Drug court now open
Program aims to rehab addicts
By Robert Cloud
Waupaca County Drug Court is not a get-out-of-jail-free card.
The five-phase program takes at least 14 months to complete and offenders must commit to a rigorous schedule and extensive monitoring.
In the first phase of the program, participants are randomly tested for drugs up to four times each week, meet with group counseling sessions every day, meet with the drug court coordinator two times a week, meet with their probation officer once per week, work with a recovery coach weekly and go before a judge for a progress evaluation once every week.
Drug court began working with its first offenders in November 2017.
Currently, there are five active participants in the program.
To protect their privacy, the Waupaca County Post will report only the first names of the participants.
The first offender to be accepted into the program was 27-year-old Brandon.
“This program saved my life,” Brandon said.
A skilled foundry worker, Brandon did not start using hard drugs until after he was prescribed opiates due to a severe work-related injury.
When the medications ran out, he began buying the medications illegally, then he began shooting heroin.
Brandon tried to break his drug habit and went into a treatment facility.
He remained clean for awhile, but began using heroin again shortly after returning from rehab.
Although Brandon had a well-paying job, he was using heroin multiple times each day at a cost of $50 per bindle.
“I ran out of money, and I needed drugs,” Brandon said.
In June 2015, Brandon stole more than $6,000 from a bar in Waupaca.
On Christmas Eve, 2015, he stole from his girlfriend’s parents.
On Jan. 12, 2016, Waupaca police responded to an alarm at a bowling alley and found Brandon hiding in the basement.
When questioned by police in 2016, Brandon admitted to spending $250 a day on heroin until he ran out of money.
Brandon was subsequently convicted of burglary and criminal damage to property.
He appeared before Judge Raymond Huber who imposed and stayed a two-year prison sentence and placed Brandon on four years of probation with six months in jail.
On Nov. 1, 2017, Brandon appeared before Judge Vicki Clussman and was accepted as a participant in drug court.
He now goes to court every week to have his progress reviewed.
“It has definitely changed my outlook on drug use and criminal thinking,” Brandon said.
Courtland is 53 years old. He said he has been using heroin since he was 25. He began using meth about six years ago.
“I started drinking beer and smoking pot when I was 13,” Courtland said. I went to using meds, then cocaine and crack.”
Courtland said he sometimes used heroin to come down from meth.
“It’s a vicious cycle of coming up and coming down,” he said.
In December 2013, Courtland was convicted of the manufacture and delivery of methamphetamines. He was placed on three years of probation, ordered to perform 50 hours of community service and undergo any counseling recommended by his probation agent.
On May 30, 2017, Courtland was charged with possession of meth and possession of narcotics. He remained in custody for six months because his probation was revoked.
Convicted of both counts, Courtland was placed on two years probation and sentenced to nine months in jail.
On Nov. 22, 2017, Courtland appeared before Clussman and became the second offender to participate in drug court.
The remainder of his nine-month sentence was stayed, and Courtland began appearing in court every week.
“The judge calls us up to the podium and gives us a weekly report of all our activities and if our UAs (urine analysis) have been clean,” Courtland said.
He is tested for drugs four times a week.
“I have eight months of clean time,” Courtland said, noting six of those months were while he was in jail.
Courtland said the program provides resources, ongoing help with recovery and community support.
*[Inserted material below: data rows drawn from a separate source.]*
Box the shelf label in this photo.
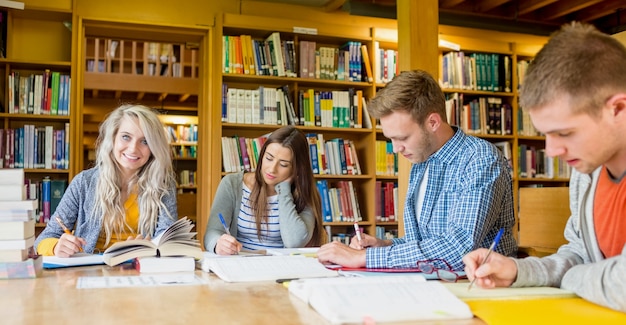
[293,26,317,35]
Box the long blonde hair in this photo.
[92,104,176,245]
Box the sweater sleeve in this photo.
[276,181,315,248]
[204,173,243,252]
[37,238,59,256]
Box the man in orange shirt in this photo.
[463,23,626,312]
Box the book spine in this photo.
[41,176,50,223]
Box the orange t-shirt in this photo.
[37,193,139,256]
[593,166,626,258]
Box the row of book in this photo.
[441,51,513,92]
[375,140,398,176]
[517,107,542,136]
[0,169,43,279]
[316,179,363,222]
[178,169,198,187]
[446,93,513,135]
[518,144,572,179]
[222,135,268,173]
[222,84,372,128]
[373,41,400,83]
[0,123,70,169]
[374,181,398,222]
[306,133,362,175]
[172,143,198,159]
[222,32,373,82]
[375,226,398,239]
[7,69,71,116]
[163,124,198,143]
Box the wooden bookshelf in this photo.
[77,20,209,227]
[207,14,397,240]
[0,2,74,228]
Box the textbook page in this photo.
[43,253,104,269]
[443,282,576,301]
[202,255,338,282]
[289,275,473,324]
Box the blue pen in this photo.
[467,228,504,291]
[217,213,231,236]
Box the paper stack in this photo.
[0,169,42,279]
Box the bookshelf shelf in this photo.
[210,14,396,242]
[24,168,70,175]
[0,4,74,228]
[77,19,209,227]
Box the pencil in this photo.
[54,216,83,252]
[467,228,504,291]
[354,221,361,245]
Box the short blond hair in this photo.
[520,22,626,116]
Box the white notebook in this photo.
[202,253,338,282]
[289,275,473,324]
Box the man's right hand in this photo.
[463,248,517,288]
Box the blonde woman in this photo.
[35,105,178,257]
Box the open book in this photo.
[102,217,202,266]
[289,275,473,324]
[43,253,104,269]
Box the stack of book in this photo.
[0,169,42,279]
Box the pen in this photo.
[467,228,504,291]
[354,221,361,244]
[217,212,230,236]
[54,216,83,252]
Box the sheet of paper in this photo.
[444,282,576,301]
[202,256,338,282]
[76,272,206,289]
[267,247,320,256]
[289,274,472,324]
[43,253,104,269]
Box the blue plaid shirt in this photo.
[366,128,517,270]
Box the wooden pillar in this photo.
[396,0,439,236]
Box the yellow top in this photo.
[37,193,139,256]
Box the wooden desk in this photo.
[0,266,484,325]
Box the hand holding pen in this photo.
[463,229,517,290]
[350,221,363,249]
[54,216,86,257]
[215,213,241,255]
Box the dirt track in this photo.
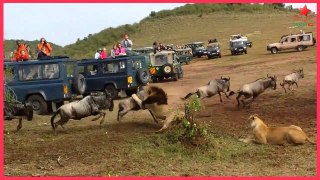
[4,48,316,176]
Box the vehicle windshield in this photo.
[232,41,244,46]
[151,54,173,66]
[208,45,219,51]
[196,46,205,50]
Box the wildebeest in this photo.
[4,101,33,131]
[280,68,304,93]
[117,87,158,123]
[229,75,277,107]
[51,94,114,133]
[182,76,230,102]
[132,86,185,132]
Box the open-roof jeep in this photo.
[185,42,207,58]
[267,32,315,54]
[149,51,183,82]
[78,55,150,98]
[230,39,247,55]
[174,48,192,64]
[4,57,86,114]
[207,42,221,59]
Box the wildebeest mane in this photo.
[142,86,168,105]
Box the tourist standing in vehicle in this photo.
[37,38,52,56]
[110,44,117,58]
[37,48,48,60]
[94,49,102,59]
[16,50,29,61]
[100,48,108,59]
[121,34,133,51]
[15,40,29,61]
[116,43,126,56]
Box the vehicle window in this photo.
[154,55,168,66]
[132,59,142,70]
[102,61,126,74]
[4,67,15,83]
[78,66,84,75]
[87,64,98,76]
[40,64,59,79]
[303,35,311,41]
[66,63,74,77]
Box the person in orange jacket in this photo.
[38,38,52,56]
[15,40,29,61]
[16,50,29,61]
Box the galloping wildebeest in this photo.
[4,101,33,131]
[51,94,114,134]
[182,76,230,102]
[117,87,158,124]
[132,86,185,132]
[280,68,304,93]
[229,75,277,107]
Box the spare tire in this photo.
[72,74,87,95]
[137,69,150,85]
[162,64,173,74]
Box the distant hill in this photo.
[4,39,62,58]
[5,3,314,59]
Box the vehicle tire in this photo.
[172,72,179,81]
[158,77,164,81]
[297,46,304,52]
[151,77,158,83]
[104,84,118,99]
[271,47,278,54]
[137,69,150,85]
[27,95,48,114]
[162,64,173,74]
[126,88,138,97]
[73,74,87,95]
[178,69,183,79]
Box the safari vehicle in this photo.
[149,51,183,82]
[185,42,207,58]
[174,48,192,64]
[230,39,247,55]
[267,32,315,54]
[4,56,86,114]
[230,34,253,48]
[132,47,153,54]
[207,42,221,59]
[78,55,150,98]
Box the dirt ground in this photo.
[4,47,317,176]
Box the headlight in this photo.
[63,85,68,94]
[128,76,133,84]
[149,67,156,75]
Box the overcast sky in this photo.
[4,3,316,46]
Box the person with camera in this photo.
[121,34,133,51]
[38,38,52,56]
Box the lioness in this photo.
[239,115,315,145]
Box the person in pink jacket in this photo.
[115,43,126,56]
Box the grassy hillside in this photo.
[4,39,62,57]
[5,4,316,59]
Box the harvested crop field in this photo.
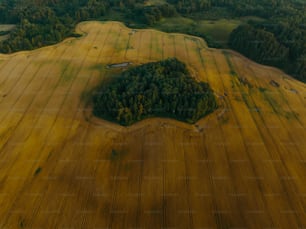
[0,22,306,229]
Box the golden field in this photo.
[0,22,306,229]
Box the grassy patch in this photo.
[154,17,242,47]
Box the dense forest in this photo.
[0,0,306,81]
[93,58,217,125]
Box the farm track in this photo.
[0,22,306,229]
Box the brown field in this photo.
[0,24,15,41]
[0,22,306,229]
“I have a lot of people in my corner rooting for me,” Courtland said. “The police chief, the judge, probation agents, counselors and the sheriff are all on our side now.”
Courtland, who was given a place to stay with Foundations For Living, is now a volunteer with that organization.
“Now, I’m volunteering to pay back to the community for helping me out,” Courtland said. “I’m turning into a different person.”
Aaron Holt, the drug court coordinator, said community support is essential to the program’s success.
He said area stores and restaurants have provided gift cards that may be used as incentives when participants do well.
Holt also encourages area businesses to help give drug court participants a second chance by offering them employment.